Previously we have formulated transmission models of untreated tuberculosis epidemics (Blower et al., Nature, Medicine 1 (1995), 815-821); in this paper, we present time-dependent uncertainty and sensitivity analyses in order to quantitatively understand the transmission dynamics of tuberculosis epidemics in the absence of treatment. The time-dependent uncertainty analysis enabled us to evaluate the variability in the epidemiological outcome variables of the model during the progression of a tuberculosis epidemic. Calculated values (from the uncertainty analysis) for the disease incidence, disease prevalence, and mortality rates were approximately consistent with historical data. The time-dependent sensitivity analysis revealed that only a few of the model's input parameters significantly affected the severity of a tuberculosis epidemic; these parameters were the disease reactivation rate, the fraction of infected individuals who develop tuberculosis soon after infection, the number of individuals that an infectious individual infects per year, the disease death rate, and the population recruitment rate.

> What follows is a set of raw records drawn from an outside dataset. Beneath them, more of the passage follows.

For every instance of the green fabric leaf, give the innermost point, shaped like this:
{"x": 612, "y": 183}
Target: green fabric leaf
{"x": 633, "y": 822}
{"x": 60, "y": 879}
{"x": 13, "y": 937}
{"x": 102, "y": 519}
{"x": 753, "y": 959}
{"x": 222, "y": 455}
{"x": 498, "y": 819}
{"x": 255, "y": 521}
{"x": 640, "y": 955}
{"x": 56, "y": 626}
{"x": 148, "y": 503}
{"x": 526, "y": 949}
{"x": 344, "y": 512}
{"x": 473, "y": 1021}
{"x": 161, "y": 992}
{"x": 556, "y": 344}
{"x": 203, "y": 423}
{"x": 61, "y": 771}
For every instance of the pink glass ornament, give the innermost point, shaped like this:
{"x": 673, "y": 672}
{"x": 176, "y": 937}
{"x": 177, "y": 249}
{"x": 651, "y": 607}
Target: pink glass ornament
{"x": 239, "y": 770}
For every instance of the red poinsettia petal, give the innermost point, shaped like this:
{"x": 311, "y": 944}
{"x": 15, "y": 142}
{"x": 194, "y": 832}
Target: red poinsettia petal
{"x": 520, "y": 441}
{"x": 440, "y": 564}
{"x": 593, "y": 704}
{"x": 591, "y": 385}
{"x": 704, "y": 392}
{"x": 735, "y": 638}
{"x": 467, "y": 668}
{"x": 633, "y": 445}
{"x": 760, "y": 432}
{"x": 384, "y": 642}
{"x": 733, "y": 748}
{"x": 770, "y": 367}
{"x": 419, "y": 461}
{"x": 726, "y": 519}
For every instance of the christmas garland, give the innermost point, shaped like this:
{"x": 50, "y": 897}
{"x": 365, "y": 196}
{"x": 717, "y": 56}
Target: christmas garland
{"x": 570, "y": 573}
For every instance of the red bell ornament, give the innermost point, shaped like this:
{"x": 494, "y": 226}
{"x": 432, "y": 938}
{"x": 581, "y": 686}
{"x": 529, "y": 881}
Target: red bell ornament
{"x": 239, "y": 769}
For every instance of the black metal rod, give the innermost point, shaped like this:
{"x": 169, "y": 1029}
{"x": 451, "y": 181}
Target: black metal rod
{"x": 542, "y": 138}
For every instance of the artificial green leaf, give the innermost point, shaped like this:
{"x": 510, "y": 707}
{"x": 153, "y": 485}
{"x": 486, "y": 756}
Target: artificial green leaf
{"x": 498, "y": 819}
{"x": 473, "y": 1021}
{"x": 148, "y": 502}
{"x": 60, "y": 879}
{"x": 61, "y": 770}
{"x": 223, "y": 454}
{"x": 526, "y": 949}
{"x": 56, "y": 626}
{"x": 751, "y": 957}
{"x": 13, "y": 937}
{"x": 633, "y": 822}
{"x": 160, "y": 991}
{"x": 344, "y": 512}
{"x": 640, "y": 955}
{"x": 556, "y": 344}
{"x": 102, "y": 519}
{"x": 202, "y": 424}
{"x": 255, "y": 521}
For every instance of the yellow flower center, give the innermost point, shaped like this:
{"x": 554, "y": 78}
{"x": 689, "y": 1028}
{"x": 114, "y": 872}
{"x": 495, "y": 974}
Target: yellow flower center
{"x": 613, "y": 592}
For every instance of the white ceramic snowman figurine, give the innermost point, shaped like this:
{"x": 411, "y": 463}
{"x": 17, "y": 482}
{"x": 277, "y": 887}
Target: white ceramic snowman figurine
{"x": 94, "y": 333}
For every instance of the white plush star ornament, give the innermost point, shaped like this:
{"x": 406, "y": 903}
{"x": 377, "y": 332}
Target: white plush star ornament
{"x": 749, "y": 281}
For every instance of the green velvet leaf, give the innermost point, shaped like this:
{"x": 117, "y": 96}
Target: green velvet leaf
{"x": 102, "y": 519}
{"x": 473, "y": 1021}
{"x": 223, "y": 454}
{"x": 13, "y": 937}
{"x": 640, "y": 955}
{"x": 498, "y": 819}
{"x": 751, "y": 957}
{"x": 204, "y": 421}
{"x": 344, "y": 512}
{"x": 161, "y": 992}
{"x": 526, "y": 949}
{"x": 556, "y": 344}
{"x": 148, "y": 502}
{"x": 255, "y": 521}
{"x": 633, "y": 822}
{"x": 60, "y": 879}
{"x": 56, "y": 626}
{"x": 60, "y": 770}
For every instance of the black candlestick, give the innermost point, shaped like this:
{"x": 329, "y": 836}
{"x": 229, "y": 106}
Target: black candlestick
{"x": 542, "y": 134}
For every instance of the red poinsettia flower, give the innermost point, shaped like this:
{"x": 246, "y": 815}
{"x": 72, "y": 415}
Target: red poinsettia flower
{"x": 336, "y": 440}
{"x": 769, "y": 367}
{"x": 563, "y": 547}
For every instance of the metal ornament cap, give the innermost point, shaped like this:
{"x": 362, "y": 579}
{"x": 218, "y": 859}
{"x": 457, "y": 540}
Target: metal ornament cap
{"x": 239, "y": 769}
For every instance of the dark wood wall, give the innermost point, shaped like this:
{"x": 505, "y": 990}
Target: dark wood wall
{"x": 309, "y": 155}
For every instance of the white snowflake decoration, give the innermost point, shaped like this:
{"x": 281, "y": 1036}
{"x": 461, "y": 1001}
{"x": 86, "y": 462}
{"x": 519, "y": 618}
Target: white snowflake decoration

Our analysis demonstrates that it is possible to improve our understanding of the behavior of tuberculosis epidemics by applying time-dependent uncertainty and sensitivity analysis to a transmission model.

Understanding, predicting and controlling the emergence of drug-resistant tuberculosis: a theoretical framework.

The high prevalence of tuberculosis in developing countries and the recent resurgence of tuberculosis in many developed countries suggests that current control strategies are suboptimal. The increase in drug-resistant cases exacerbates the control problems. Currently employed epidemic control strategies are not devised on the basis of a theoretical understanding of the transmission dynamics of Mycobacterium tuberculosis. We describe and discuss a theoretical framework based upon mathematical transmission models that can be used for understanding, predicting, and controlling tuberculosis epidemics. We illustrate how the theoretical framework can be used to predict the temporal dynamics of the emergence of drug resistance, to predict the epidemiological consequences of epidemic control strategies in developing and developed countries, and to design epidemic control strategies.